И я занялся тем, что, оседлав Тарлана, стал сгонять с него воду. Многие состязания прошлось пропустить. Если и ездил на них, то скакал не на Тарлане. Брал чужих лошадей.
Так случилось однажды и на состязаниях в Вахшиваре.
Вон та белая гора на западе называется Кирагатаг. Она – продолжение Гиссарских гор.
Не сказать, что гора Кирагатаг расположена близко. Горы эти громадные, и потому кажется, что до них один шаг. Мелкие пятна на них – это заросли арчи. На самом деле арча не такая уж и маленькая – так только кажется издалека. Арча достигает высоты карагача. Ствол – толщиной с человека.
Холмистые степи и горные склоны там покрыты снегом. Долина Корбосды, что находится во впадине горного склона, тоже вся в снегу. Столько снега, что даже сапоги проваливаются. На снегу – следы зверушек. Вокруг следов – куриные перья. Это проделки лисы. Есть и пятипалые следы – волчьи.

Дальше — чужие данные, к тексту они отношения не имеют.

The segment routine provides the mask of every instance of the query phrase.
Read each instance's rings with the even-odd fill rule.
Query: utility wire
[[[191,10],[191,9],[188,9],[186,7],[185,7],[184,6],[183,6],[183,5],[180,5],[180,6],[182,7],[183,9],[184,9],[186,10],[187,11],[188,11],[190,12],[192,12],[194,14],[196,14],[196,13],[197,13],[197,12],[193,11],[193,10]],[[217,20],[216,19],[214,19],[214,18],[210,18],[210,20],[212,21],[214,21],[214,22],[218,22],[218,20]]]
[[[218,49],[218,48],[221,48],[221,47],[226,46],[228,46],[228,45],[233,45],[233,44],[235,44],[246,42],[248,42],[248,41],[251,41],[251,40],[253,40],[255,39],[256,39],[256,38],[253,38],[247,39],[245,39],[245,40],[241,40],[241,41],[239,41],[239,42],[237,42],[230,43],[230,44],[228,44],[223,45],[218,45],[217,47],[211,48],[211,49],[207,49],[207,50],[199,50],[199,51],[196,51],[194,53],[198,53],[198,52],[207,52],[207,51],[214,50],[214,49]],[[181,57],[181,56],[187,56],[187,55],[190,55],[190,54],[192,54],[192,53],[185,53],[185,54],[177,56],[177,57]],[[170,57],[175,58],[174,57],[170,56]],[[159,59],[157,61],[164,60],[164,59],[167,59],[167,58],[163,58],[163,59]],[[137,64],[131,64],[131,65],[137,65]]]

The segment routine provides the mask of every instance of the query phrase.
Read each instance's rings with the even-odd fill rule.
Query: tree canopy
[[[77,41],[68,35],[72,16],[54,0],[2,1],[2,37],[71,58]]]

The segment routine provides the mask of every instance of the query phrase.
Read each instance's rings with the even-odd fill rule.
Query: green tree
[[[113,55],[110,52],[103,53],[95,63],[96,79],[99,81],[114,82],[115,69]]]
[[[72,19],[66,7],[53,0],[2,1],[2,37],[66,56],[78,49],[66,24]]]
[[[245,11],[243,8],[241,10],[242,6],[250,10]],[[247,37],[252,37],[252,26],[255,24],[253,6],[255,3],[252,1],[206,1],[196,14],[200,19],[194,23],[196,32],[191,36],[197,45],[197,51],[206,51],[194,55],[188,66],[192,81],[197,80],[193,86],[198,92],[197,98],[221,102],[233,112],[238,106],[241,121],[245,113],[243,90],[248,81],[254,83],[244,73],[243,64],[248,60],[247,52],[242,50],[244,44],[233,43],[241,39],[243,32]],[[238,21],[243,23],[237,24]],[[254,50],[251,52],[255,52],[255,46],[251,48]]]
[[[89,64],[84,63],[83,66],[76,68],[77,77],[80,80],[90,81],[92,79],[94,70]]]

Небо сияет. Над головой – ослепительное солнце. Глазам больно смотреть. Искрящиеся, как рыбьи чешуйки, снежинки вышибают слезы из глаз. Все вокруг белое и гладкое, как яичная скорлупа. Поди догадайся, где под снегом яма, а где обрыв.

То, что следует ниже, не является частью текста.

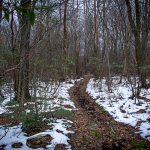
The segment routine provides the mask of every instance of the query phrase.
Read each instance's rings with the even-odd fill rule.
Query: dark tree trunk
[[[21,6],[26,11],[31,11],[31,0],[22,0]],[[28,16],[20,16],[20,68],[17,85],[17,100],[23,107],[24,101],[30,99],[29,93],[29,51],[30,51],[30,29],[31,25]]]
[[[127,11],[128,11],[128,19],[130,22],[130,26],[135,38],[135,55],[136,55],[136,64],[137,64],[137,70],[141,81],[141,86],[146,86],[146,77],[145,73],[143,71],[143,65],[144,65],[144,57],[143,57],[143,51],[142,51],[142,44],[141,44],[141,10],[140,10],[140,4],[139,0],[135,0],[135,21],[133,19],[132,15],[132,9],[131,4],[129,0],[125,0],[127,5]]]

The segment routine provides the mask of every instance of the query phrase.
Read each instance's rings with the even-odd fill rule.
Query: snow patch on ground
[[[132,89],[127,80],[119,83],[119,78],[113,78],[111,92],[108,91],[105,79],[91,79],[86,91],[96,103],[107,110],[113,118],[138,129],[143,138],[150,141],[150,89],[142,89],[141,95],[149,100],[130,99]]]

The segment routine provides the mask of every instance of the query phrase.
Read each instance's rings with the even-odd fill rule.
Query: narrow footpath
[[[86,93],[91,76],[85,76],[73,86],[69,94],[78,110],[74,111],[70,144],[73,150],[149,150],[136,129],[114,119]]]

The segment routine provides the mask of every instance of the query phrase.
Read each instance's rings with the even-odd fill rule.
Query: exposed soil
[[[33,149],[46,148],[51,140],[52,137],[50,135],[37,136],[35,138],[27,139],[27,146]]]
[[[91,76],[73,86],[69,94],[78,110],[74,111],[70,144],[73,150],[150,149],[150,143],[135,134],[136,129],[114,119],[86,93]]]

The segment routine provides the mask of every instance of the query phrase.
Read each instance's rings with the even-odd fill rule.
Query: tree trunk
[[[31,0],[22,0],[21,6],[26,10],[31,10]],[[20,18],[20,68],[19,80],[17,85],[17,100],[21,108],[25,100],[30,99],[29,93],[29,44],[30,44],[31,25],[28,17],[21,14]]]
[[[145,73],[143,72],[143,52],[141,45],[141,12],[139,0],[135,0],[135,21],[132,15],[132,8],[129,0],[125,0],[128,10],[128,19],[130,22],[130,26],[135,38],[135,55],[136,55],[136,64],[137,70],[141,81],[141,86],[144,87],[146,85]]]
[[[68,0],[64,0],[64,40],[63,40],[63,50],[64,50],[64,55],[67,55],[68,50],[67,50],[67,3]]]

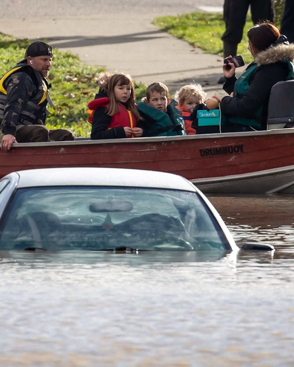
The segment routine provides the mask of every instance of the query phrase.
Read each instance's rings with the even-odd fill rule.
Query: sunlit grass
[[[173,36],[189,42],[204,52],[222,57],[223,43],[220,39],[225,30],[225,22],[221,13],[194,12],[177,17],[161,17],[154,21],[155,25]],[[250,15],[247,17],[243,38],[238,46],[238,54],[245,62],[253,58],[247,48],[247,32],[252,26]]]

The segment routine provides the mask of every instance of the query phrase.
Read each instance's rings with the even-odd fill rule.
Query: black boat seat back
[[[294,127],[294,80],[279,81],[272,88],[267,130]]]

В душу мне запало сомнение. Участвовать в улаке не хотелось. Но раз приехал – дай, думаю, попробую.
Решил скакать на коне Джуры-бобо.
– Осторожней скачи, – сказал старик.
Смятение в душе усилилось. Натянув шапку до бровей, прикрыл глаза от солнца. Прочел про себя молитву. Направился к темнеющей вдали кучке людей, сгустившихся на белой, как отбеленная бязь, равнине.
Наездники разбрелись, окутанные паром из конских ноздрей.

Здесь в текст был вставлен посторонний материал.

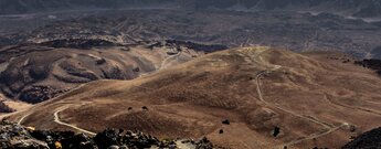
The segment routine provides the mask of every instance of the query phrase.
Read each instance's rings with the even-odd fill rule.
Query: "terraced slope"
[[[82,132],[208,136],[234,149],[340,148],[381,125],[380,77],[341,58],[349,57],[268,47],[216,52],[133,81],[92,82],[10,119]]]

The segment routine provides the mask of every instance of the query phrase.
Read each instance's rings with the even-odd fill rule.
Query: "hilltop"
[[[237,149],[339,148],[379,127],[380,86],[375,72],[346,54],[241,47],[133,81],[87,83],[9,119],[85,134],[207,136]]]

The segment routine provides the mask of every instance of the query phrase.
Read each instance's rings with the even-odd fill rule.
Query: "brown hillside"
[[[339,148],[381,125],[380,89],[374,72],[329,53],[246,47],[133,81],[88,83],[11,119],[43,129],[113,127],[162,138],[208,136],[234,149]],[[281,129],[276,137],[275,127]]]

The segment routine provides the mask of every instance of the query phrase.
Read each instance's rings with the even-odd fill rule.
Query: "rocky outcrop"
[[[7,120],[0,123],[1,149],[212,149],[207,138],[198,141],[190,139],[158,139],[154,136],[123,129],[106,129],[95,137],[73,131],[35,130]]]
[[[381,148],[381,127],[367,131],[352,141],[348,142],[342,149],[380,149]]]
[[[370,60],[357,61],[354,63],[363,67],[374,70],[381,76],[381,60],[370,58]]]

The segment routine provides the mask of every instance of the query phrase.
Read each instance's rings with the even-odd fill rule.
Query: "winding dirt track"
[[[165,61],[162,61],[162,63],[161,63],[159,70],[165,68],[165,65],[168,63],[168,61],[169,61],[170,58],[177,57],[177,56],[179,56],[180,54],[181,54],[181,52],[177,53],[176,55],[171,55],[171,56],[167,57]],[[144,75],[140,75],[140,76],[144,76]],[[83,86],[83,85],[80,85],[78,87],[75,87],[75,88],[73,88],[72,91],[75,91],[75,89],[80,88],[81,86]],[[136,87],[141,87],[141,86],[136,86]],[[144,87],[144,88],[145,88],[145,87]],[[59,97],[60,97],[60,96],[59,96]],[[57,97],[56,97],[56,98],[57,98]],[[52,100],[53,100],[53,99],[52,99]],[[81,104],[80,106],[82,106],[82,105],[84,105],[84,104],[85,104],[85,103]],[[63,110],[70,108],[71,106],[75,106],[75,105],[65,105],[65,106],[63,106],[63,107],[60,107],[57,110],[55,110],[54,114],[53,114],[53,116],[54,116],[54,123],[56,123],[56,124],[59,124],[59,125],[62,125],[62,126],[70,127],[70,128],[72,128],[72,129],[74,129],[74,130],[77,130],[77,131],[81,131],[81,132],[84,132],[84,134],[87,134],[87,135],[91,135],[91,136],[95,136],[96,134],[93,132],[93,131],[89,131],[89,130],[80,128],[80,127],[74,126],[74,125],[71,125],[71,124],[66,124],[66,123],[64,123],[64,121],[62,121],[62,120],[60,119],[59,114],[60,114],[61,111],[63,111]],[[19,113],[21,113],[21,111],[19,111]],[[17,114],[17,113],[12,113],[12,114],[10,114],[10,115],[14,115],[14,114]],[[28,116],[30,116],[30,115],[31,115],[31,114],[27,113],[23,117],[21,117],[21,118],[19,119],[19,121],[18,121],[18,125],[21,125],[22,121],[23,121]],[[7,115],[7,116],[8,116],[8,115]]]
[[[256,55],[255,55],[254,60],[253,60],[253,58],[252,58],[252,60],[253,60],[254,62],[262,61],[262,57],[261,57],[260,55],[261,55],[261,53],[263,53],[263,52],[265,52],[265,51],[266,51],[266,50],[255,53]],[[255,60],[255,58],[257,58],[257,60]],[[272,65],[272,64],[268,64],[268,65]],[[281,107],[281,106],[277,106],[277,105],[275,105],[275,104],[272,104],[272,103],[268,103],[267,100],[265,100],[264,97],[263,97],[263,93],[262,93],[262,91],[261,91],[261,77],[262,77],[263,75],[265,75],[265,74],[269,74],[269,73],[272,73],[272,72],[274,72],[274,71],[277,71],[277,70],[282,68],[282,66],[279,66],[279,65],[272,65],[272,67],[273,67],[273,68],[271,68],[271,70],[261,71],[260,73],[257,73],[257,74],[255,75],[256,92],[257,92],[257,94],[258,94],[260,100],[263,102],[265,105],[267,105],[267,106],[269,106],[269,107],[273,107],[273,108],[283,110],[283,111],[288,113],[288,114],[290,114],[290,115],[293,115],[293,116],[296,116],[296,117],[306,119],[306,120],[308,120],[308,121],[318,124],[318,125],[322,126],[322,127],[324,127],[324,130],[325,130],[325,131],[321,131],[321,132],[316,132],[316,134],[309,135],[309,136],[307,136],[307,137],[303,137],[303,138],[298,138],[298,139],[292,140],[292,141],[286,142],[286,143],[284,143],[284,145],[279,145],[277,148],[290,147],[290,146],[297,145],[297,143],[303,142],[303,141],[306,141],[306,140],[317,139],[317,138],[319,138],[319,137],[324,137],[324,136],[326,136],[326,135],[329,135],[329,134],[331,134],[331,132],[334,132],[334,131],[340,129],[341,127],[349,126],[349,124],[347,124],[347,123],[342,123],[340,126],[332,126],[332,125],[327,124],[327,123],[325,123],[325,121],[321,121],[321,120],[319,120],[318,118],[315,118],[315,117],[313,117],[313,116],[305,116],[305,115],[296,114],[295,111],[292,111],[292,110],[289,110],[289,109],[283,108],[283,107]]]
[[[56,123],[56,124],[59,124],[59,125],[63,125],[63,126],[70,127],[70,128],[73,128],[73,129],[75,129],[75,130],[77,130],[77,131],[81,131],[81,132],[84,132],[84,134],[87,134],[87,135],[91,135],[91,136],[95,136],[95,135],[96,135],[96,132],[92,132],[92,131],[89,131],[89,130],[85,130],[85,129],[80,128],[80,127],[76,127],[76,126],[74,126],[74,125],[66,124],[66,123],[61,121],[59,114],[60,114],[61,111],[67,109],[67,108],[68,108],[68,106],[61,107],[59,110],[56,110],[56,111],[54,113],[54,123]]]

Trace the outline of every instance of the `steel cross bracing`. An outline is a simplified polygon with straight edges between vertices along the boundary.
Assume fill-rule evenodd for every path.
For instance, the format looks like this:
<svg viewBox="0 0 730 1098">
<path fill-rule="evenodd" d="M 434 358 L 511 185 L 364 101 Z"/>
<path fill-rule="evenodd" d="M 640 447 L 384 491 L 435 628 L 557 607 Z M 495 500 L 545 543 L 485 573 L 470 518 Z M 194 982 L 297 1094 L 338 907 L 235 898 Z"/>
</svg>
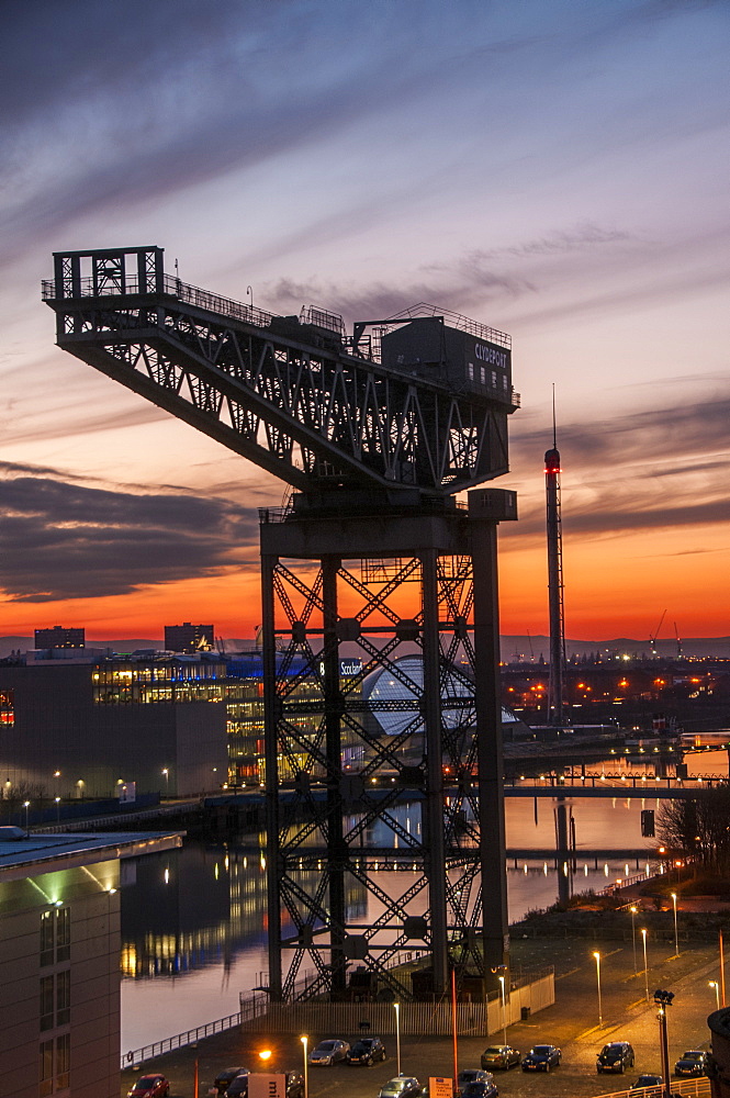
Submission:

Улак поднимали дважды. Я наблюдал, как скачут лошади. Мне было и жалко их, и смешно. Кони с трудом вытаскивали ноги из снега. Останавливались и снова начинали движение. Словно шли иноходью. Кони не могут быстро скакать по снегу. Снег сковывает им ноги и слепит глаза.
На состязание меня не тянуло, я отошел в сторонку и стал наблюдать. Взгляд мой упал на одного наездника. Конь у него был низенький, чуть повыше осла. Желтая шерсть на нем, как на теленке, длинная-предлинная. Стремян не было, ноги наездника болтались, задевая снег. Мне захотелось рассмеяться. Но, всмотревшись в лицо наездника, я обомлел. Смех застыл в горле. Это был тот самый – плешивейший из плешивых! Но как он сюда попал?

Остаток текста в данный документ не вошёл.